Performance Guide

aiogzip is designed to be a high-performance, asynchronous alternative to Python's gzip module. This guide details its performance characteristics and provides tips for optimization.

Benchmark Summary

All benchmarks were conducted on standard hardware using Python 3.12+.

Text Operations (Winner: `aiogzip`)

aiogzip is significantly optimized for text processing, often outperforming the standard gzip module due to efficient buffering and async handling.

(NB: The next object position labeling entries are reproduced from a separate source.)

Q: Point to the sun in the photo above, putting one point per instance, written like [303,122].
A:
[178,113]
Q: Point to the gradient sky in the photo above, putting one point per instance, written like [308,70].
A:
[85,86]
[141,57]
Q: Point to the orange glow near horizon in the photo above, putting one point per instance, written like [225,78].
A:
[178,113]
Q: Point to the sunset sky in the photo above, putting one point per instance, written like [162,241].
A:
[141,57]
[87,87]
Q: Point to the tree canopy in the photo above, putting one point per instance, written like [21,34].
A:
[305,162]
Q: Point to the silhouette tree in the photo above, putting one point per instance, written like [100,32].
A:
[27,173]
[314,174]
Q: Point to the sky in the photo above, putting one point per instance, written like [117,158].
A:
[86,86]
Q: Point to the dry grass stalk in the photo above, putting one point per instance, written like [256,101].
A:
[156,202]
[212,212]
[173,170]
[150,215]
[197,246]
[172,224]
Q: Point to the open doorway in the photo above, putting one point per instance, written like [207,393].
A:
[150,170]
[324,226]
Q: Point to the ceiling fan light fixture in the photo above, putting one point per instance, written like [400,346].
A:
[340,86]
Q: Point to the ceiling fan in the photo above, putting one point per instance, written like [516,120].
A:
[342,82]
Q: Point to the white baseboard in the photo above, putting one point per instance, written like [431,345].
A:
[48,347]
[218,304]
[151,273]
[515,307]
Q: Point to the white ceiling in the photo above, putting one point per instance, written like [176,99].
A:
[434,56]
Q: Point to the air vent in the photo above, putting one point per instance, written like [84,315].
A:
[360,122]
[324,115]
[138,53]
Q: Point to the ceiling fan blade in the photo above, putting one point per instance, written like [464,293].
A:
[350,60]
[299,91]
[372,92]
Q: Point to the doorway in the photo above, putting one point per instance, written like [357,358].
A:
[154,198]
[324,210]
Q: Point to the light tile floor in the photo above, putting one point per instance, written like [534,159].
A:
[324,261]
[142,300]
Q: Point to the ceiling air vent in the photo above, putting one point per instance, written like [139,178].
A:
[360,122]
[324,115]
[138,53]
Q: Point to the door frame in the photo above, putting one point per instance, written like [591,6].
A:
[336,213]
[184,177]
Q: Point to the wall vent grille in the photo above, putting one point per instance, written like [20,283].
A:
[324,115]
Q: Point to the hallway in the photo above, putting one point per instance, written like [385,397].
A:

Operation	aiogzip	gzip (sync)	Speedup
Bulk Text Read/Write	~35 MB/s	~14 MB/s	2.5x Faster
JSONL Processing	-	-	1.8x Faster
Line Iteration	1.2M lines/sec	-	-

Why? aiogzip uses optimized UTF-8 decoding strategies (using codecs.getincrementaldecoder) and manages buffers efficiently to minimize encoding/decoding overhead.

Binary Operations (Tie)

For bulk binary I/O, aiogzip matches the throughput of standard gzip.

Operation	aiogzip	gzip (sync)	Speedup
Bulk Binary I/O	~52 MB/s	~53 MB/s	Equivalent
Small Chunks	1.7M ops/sec	1.3M ops/sec	1.3x Faster

Concurrency (Winner: `aiogzip`)

When processing multiple files, especially where I/O latency (disk/network) is involved, aiogzip shines by not blocking the event loop.

Concurrent Processing: 1.5x Faster (simulated I/O latency).
Allows the main thread to remain responsive (e.g., for a web server) while processing heavy compression tasks.

Optimization Tips

1. Choose the Right Chunk Size

The default chunk_size is 64KB, and there is intentionally no upper bound.

Increase it (e.g., 128*1024 or 1024*1024) for large file throughput if you have memory to spare.
Decrease it if you are memory constrained and processing massive files.
If you push chunk sizes into the multi-megabyte range, budget the extra memory per open file to avoid accidental OOMs.

# Example: Using a larger chunk size for speed
async with AsyncGzipBinaryFile("large.gz", "rb", chunk_size=1024*1024) as f:
    ...

2. Use `read(-1)` Carefully

Reading the entire file into memory (read(-1)) is the fastest way to process data if it fits in RAM. aiogzip optimizes this by reading chunks and joining them at the end.

However, for multi-gigabyte files, always prefer streaming (line-by-line or fixed-size reads) to avoid OOM (Out of Memory) crashes.

3. Text vs. Binary

If you need text, use AsyncGzipTextFile (or mode="rt"/"wt"). It handles decoding more efficiently than you can typically do manually in Python loop.
If you just need to move bytes (e.g., upload to S3), use AsyncGzipBinaryFile.

4. Buffer Management

aiogzip maintains an internal buffer.

Binary Mode: Uses an efficient offset-pointer strategy to avoid expensive memory copies (del buffer[:n]) when reading small chunks.
Text Mode: Buffers decoded text to handle split multi-byte characters and split newlines correctly.